Barbarians are generally superstitious to an extreme, believing in hobgoblins, witchcraft, legerdemain and all sorts of mummeries.[186] Like many grandmothers in backwoods life, they delight in recounting the extraordinary apparitions, transmigrations, sorceries, etc., which they pretend to have witnessed. Nothing seems too absurd for their belief. Among many other cases of similar cast, an intelligent Potawatomie once assured me that he had witnessed the death of one of his nation, who had received [p294] a stab in his side with a knife (probably in some illicit adventure); and it being unknown to his friends how the wound had been inflicted, it was currently reported and believed, that from their {247} present home on the frontier of Missouri, he had visited the 'Old Nation' in Michigan,[187] poisoned an enemy there, received the fatal stab, and returned and died, all in one day.

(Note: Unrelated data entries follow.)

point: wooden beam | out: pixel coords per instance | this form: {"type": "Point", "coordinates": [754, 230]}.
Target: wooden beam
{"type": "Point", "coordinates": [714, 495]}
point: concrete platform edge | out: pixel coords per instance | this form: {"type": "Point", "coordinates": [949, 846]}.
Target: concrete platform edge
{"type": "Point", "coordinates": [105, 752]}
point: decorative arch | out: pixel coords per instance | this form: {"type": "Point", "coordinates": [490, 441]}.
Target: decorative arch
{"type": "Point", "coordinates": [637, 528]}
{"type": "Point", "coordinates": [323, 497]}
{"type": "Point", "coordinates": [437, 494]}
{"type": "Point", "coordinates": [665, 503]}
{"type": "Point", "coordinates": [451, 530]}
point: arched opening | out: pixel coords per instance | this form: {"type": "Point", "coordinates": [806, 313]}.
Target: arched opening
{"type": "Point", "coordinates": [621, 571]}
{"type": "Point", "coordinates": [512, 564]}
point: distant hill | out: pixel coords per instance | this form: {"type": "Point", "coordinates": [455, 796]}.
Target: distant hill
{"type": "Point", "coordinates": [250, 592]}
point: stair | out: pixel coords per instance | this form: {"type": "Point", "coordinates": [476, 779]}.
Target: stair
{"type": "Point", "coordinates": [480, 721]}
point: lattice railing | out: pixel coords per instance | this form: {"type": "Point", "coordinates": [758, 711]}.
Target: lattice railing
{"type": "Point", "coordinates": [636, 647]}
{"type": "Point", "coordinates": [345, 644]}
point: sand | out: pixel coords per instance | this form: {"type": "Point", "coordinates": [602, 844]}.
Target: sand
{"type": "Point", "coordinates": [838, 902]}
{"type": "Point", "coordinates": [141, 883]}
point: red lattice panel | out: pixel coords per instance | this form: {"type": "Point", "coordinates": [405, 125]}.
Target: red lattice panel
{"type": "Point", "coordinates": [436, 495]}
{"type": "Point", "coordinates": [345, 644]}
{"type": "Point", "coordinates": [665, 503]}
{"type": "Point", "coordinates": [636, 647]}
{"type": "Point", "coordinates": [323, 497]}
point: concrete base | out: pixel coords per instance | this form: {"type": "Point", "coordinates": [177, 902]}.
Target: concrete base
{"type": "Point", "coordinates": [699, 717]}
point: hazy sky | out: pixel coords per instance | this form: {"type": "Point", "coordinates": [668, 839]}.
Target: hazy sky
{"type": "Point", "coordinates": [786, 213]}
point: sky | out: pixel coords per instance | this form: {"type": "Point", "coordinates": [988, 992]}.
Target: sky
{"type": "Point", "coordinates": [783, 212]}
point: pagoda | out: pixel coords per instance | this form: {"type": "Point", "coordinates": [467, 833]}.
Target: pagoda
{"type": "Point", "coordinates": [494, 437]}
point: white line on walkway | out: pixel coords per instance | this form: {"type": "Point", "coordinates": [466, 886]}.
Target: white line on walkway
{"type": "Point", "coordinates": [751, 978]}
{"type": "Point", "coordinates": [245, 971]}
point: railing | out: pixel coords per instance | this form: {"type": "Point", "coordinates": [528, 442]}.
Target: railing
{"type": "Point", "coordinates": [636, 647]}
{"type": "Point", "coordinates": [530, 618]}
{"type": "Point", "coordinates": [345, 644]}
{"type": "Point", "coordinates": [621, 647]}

If you tell an Indian that such things are absurd and impossible, he is apt to answer, "It may be so with the white man, but how do you know it to be impossible with the Indian? You tell us many strange things which happened to your fathers—we don't contradict them, though we believe such things never could have happened to the red man." Or, they will reply, perhaps, as they did to Father Hennepin in a similar case: "Fie, thou knowest not what thou sayest; thou may'st know what has passed in thy own Country, for thy Ancestors have told thee of them; but thou canst not know what has passed in ours before the Spirits (that is to say the Europeans) came hither."